Article 10. Incidence de l’embauche ou de la rupture du contrat de travail au cours de la période de référence annuelle sur la rémunération lissée Lorsqu’un salarié n’accomplit pas la totalité de la période de référence du fait de son entrée ou de sa sortie au cours de la période de référence, le nombre d’heures travaillées est calculé prorata temporis en fonction de la date d’entrée ou de sortie sur la base du nombre d’heures travaillées. En fin de période de référence ou à la date de rupture du contrat, il est procédé à une régularisation sur la base d’un temps réel de travail au cours de la période de présence par rapport à la date de fin de la période de référence soit en l’espèce le 28 ou 29 février. En cas de rupture de contrat, l’indemnité légalement due sera calculée sur la rémunération lissée. Article 11. Majoration pour congés payés et jours fériés Les salariés en contrat à durée indéterminée intermittent disposent des mêmes droits que les salariés à temps complet notamment en matière de congés payés et de jours fériés. Ils reçoivent avec leur salaire une majoration de 10 % à titre d'indemnité de congés payés et de 2,5% en sus à titre d’indemnité pour les jours fériés. La durée des congés payés n’est pas prise en compte dans le calcul de la durée annuelle du travail. Le travail des jours fériés ne produit pas d’incidence complémentaire sur la durée annuelle du travail. Au regard du caractère intermittent du travail, la prise de ces congés ne peut pas intervenir pendant les périodes travaillées.
Article 12 : Statut et droit du travailleur intermittent 12.1. Egalité des droits avec les salariés à temps plein Aux termes de l’article L.3123-36 du code du travail, les travailleurs intermittents bénéficient des mêmes droits légaux et/ou conventionnels que les salariés à temps complet de l’entreprise, sous réserve des dispositions du présent accord. Les salariés intermittents bénéficient notamment de l’accès aux actions de formation professionnelle. Ils bénéficient des mêmes droits collectifs que les autres salariés de l’entreprise.

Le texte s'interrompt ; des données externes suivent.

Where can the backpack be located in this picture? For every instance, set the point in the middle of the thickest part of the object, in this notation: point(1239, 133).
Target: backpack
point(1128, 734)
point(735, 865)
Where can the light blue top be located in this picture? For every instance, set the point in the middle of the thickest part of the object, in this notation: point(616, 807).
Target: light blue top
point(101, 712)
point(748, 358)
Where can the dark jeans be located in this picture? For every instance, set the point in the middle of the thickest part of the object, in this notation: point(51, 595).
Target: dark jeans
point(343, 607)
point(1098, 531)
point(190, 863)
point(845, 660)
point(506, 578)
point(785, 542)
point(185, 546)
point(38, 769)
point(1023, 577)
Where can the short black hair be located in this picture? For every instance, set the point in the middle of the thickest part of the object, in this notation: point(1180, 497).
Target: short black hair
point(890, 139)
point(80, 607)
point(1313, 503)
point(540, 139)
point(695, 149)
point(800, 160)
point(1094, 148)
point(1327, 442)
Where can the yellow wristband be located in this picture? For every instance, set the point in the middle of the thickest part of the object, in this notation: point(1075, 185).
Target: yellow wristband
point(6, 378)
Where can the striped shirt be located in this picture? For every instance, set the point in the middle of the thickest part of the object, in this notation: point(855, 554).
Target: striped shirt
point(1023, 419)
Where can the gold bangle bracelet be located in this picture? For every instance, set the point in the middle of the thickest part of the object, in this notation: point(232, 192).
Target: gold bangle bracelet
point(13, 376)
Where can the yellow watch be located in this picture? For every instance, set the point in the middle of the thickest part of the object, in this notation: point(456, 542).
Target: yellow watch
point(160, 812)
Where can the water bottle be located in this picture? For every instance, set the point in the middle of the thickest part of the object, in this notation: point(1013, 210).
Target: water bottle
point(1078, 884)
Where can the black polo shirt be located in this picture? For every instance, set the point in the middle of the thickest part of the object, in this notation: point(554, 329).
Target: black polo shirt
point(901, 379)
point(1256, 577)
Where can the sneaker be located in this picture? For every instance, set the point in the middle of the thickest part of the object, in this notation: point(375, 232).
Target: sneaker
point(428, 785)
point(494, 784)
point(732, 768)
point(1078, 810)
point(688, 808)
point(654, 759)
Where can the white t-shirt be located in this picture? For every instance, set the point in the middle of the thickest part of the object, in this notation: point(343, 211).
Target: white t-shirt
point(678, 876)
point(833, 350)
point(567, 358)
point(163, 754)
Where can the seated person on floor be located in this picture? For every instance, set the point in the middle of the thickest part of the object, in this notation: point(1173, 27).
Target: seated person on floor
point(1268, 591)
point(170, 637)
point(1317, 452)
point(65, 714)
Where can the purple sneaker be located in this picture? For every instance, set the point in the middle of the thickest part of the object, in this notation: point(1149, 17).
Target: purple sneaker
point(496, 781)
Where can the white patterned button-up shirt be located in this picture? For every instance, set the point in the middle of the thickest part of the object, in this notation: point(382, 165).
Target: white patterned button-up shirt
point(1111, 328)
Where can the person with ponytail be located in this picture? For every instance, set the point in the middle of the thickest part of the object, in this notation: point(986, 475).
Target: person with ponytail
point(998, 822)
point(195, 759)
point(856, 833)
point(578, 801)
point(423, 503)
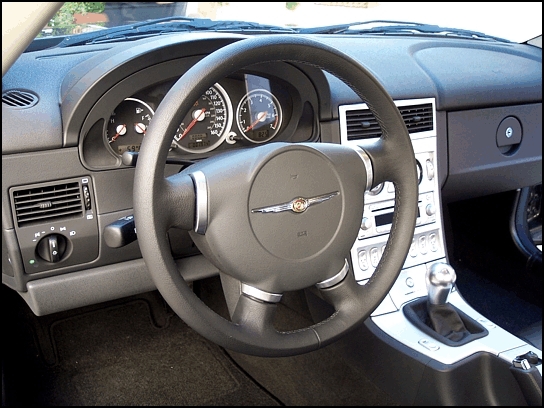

Cette égalité de droits vaut pour tous les droits légaux, conventionnels ou issus d’usage d’entreprise. 12.2. Détermination des droits liés à l’ancienneté Pour la détermination des droits liés à l’ancienneté, les périodes non travaillées sont prises en compte en totalité. 12.3. Activité professionnelle complémentaire – Cumul d’emplois Le travailleur intermittent est libre d'exercer une autre activité professionnelle chez un autre employeur, sans toutefois déroger, du fait du cumul d’emploi, aux durées maximales du travail, tant quotidienne (10 h) qu’hebdomadaire (48 h). Il s'engage à en informer préalablement l’employeur partie à cet accord, à lui communiquer ses temps de travail, ainsi qu’à être disponible sur les périodes définies comme période travaillée dans le contrat de travail conclu avec l’entreprise. En tout état de cause, le Salarié s’engage à respecter l’obligation de discrétion et de confidentialité à laquelle il est tenu et que cet emploi ne soit pas de nature à concurrencer les activités de la Société.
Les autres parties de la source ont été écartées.